今日の聖句は「今、ヤコブよ。あなたを造り出した方、主はこう仰せられる。イスラエルよ。あなたを形造った方、主はこう仰せられる。」と、まず、ヤコブに対しては造り出した方、イスラエルに対しては形造った方、と語ってから「恐るな。わたしがあなたを贖ったのだ。わたしはあなたの名を呼んだ。あなたはわたしのもの。」と語っています。ヤコブはイサクとリベカの間に双子の弟として生まれましたが、兄エサウのかかとをつかんでいたので、ヤコブと名付けられました(創世記25章26節)。イサクが老人になって視力が衰えたとき、ヤコブは兄エサウを装ってエサウに与えられるべき祝福を横取りしてしまったのを知ったエサウは「彼がヤコブというのも、このためか。二度までも私を押しのけてしまって。私の長子の権利を奪い取り、今また、私の祝福を横取りしてしまった。
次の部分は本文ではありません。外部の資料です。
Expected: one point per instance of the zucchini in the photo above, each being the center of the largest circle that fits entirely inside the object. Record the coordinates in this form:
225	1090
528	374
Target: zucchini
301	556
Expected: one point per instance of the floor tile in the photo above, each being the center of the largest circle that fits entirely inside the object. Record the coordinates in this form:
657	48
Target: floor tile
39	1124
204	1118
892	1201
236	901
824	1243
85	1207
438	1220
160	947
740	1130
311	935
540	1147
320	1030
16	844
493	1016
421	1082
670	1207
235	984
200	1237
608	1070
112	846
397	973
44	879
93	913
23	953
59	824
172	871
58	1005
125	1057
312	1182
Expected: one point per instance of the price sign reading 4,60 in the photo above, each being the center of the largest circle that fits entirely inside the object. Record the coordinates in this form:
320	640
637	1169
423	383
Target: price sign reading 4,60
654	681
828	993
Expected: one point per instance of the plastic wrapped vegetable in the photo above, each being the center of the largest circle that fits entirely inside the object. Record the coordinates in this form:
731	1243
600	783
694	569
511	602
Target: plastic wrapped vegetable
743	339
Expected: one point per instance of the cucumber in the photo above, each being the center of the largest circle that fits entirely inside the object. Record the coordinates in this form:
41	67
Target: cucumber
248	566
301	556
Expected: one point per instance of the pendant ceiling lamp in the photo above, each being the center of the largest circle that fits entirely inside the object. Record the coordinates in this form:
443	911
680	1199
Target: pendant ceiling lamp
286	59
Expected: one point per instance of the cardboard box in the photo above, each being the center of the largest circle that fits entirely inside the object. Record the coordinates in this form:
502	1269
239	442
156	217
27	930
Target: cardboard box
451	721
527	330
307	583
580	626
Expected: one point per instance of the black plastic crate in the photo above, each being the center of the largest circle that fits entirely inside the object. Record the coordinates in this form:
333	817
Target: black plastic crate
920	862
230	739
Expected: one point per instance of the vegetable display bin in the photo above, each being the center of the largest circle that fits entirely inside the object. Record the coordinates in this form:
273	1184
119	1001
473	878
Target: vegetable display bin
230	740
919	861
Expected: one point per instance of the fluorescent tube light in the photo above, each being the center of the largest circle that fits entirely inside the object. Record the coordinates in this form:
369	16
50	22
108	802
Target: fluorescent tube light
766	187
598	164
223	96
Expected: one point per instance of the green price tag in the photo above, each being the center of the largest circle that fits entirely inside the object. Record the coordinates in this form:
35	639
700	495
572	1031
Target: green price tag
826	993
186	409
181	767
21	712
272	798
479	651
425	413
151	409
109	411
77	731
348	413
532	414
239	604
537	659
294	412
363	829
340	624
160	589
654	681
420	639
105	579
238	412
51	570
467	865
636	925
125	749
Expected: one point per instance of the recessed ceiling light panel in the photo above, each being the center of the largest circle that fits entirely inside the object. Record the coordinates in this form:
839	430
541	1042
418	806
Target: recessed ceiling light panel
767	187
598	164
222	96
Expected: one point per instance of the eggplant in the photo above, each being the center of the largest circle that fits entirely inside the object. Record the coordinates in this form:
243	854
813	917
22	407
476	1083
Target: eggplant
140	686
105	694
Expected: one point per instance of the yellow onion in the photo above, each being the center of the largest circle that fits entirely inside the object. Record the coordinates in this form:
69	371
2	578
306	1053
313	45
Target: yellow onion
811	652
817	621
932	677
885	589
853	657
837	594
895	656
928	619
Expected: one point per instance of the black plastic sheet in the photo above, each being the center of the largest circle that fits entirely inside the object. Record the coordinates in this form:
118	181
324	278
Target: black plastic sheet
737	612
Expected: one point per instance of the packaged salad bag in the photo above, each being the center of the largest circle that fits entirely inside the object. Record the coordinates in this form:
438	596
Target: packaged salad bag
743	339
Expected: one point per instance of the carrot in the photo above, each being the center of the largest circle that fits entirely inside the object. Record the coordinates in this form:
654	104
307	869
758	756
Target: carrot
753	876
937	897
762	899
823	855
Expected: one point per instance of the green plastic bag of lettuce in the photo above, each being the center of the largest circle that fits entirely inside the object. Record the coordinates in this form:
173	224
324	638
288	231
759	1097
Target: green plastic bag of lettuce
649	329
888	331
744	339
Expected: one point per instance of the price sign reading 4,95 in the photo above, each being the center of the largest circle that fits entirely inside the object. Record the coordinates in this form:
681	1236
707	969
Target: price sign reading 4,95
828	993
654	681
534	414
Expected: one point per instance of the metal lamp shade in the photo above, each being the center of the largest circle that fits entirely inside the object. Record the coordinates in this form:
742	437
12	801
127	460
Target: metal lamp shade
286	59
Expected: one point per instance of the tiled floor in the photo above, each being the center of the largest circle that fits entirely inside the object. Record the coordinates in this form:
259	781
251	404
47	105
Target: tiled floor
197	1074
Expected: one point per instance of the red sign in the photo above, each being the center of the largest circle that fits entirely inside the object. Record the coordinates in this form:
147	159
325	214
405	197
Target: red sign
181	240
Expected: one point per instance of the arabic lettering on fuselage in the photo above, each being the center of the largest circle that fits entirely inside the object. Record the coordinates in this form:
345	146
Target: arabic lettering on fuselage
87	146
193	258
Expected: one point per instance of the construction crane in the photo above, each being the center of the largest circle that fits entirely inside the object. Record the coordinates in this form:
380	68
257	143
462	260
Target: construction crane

(創世記27章36節)」と、ヤコブの名前にふれています。ヤコブの意味は人を出し抜く者、だます、などの意味があります。ヤコブはエサウを出し抜いてからラバンのもとに逃亡しましたが、家族を持ち財を築いてからエサウと和解するために故郷に帰る途上で、ある人と夜明けまで格闘しているうちにもものつがいがはずれたにもかかわらず、その人が「わたしを去らせよ。夜が開けるから。」と言っても「私はあなたを去らせません。私を祝福してくださらなければ。」と言うと、その人は「あなたの名は、もうヤコブとは呼ばれない。イスラエルだ。あなたは神と戦い、人と戦って、勝ったからだ。」と言ったので、ヤコブが「どうかあなたの名を教えてください。」と尋ねると、その人は「いったい、なぜあなたはわたしの名を尋ねるのか」と言ってその場でヤコブを祝福したので、その所を「私は顔と顔を合わせて神を見たのに、私のいのちは救われた。」と言う意味を持つ「ペヌエル」と呼びましたが、偶像を取り除き、身をきよめ、祭壇を築いたヤコブに神は再び現れ、祝福して「あなたの名はヤコブであるが、あなたの名は、もうヤコブと呼んではならない。あなたの名はイスラエルでなければならない。」と仰せられたのでした。イスラエルには「神は勝利される。神が支配される」という意味があります。パウロが「あなたがたのからだは、あなたがたのうちに住まれる、神から受けた聖霊の宮であり、あなたがたは、もはや自分自身のものではないことを、知らないのですか。あながたは代価を払って買い取られたのです。ですから自分のからだをもって、神の栄光を現しなさい。(コリント人への手紙第一6章19節―20節)」と勧めているように、罪や死、神の怒りから贖われていることを、イスラエルの民と同じ立場が与えられていることを心に据えて古い自分を脱ぎ捨てて主のものとされていることを自覚し、主の栄光を現すために、いのちのことばをしっかり握って生きようではありませんか(ピリピ人への手紙2章14節―16節)。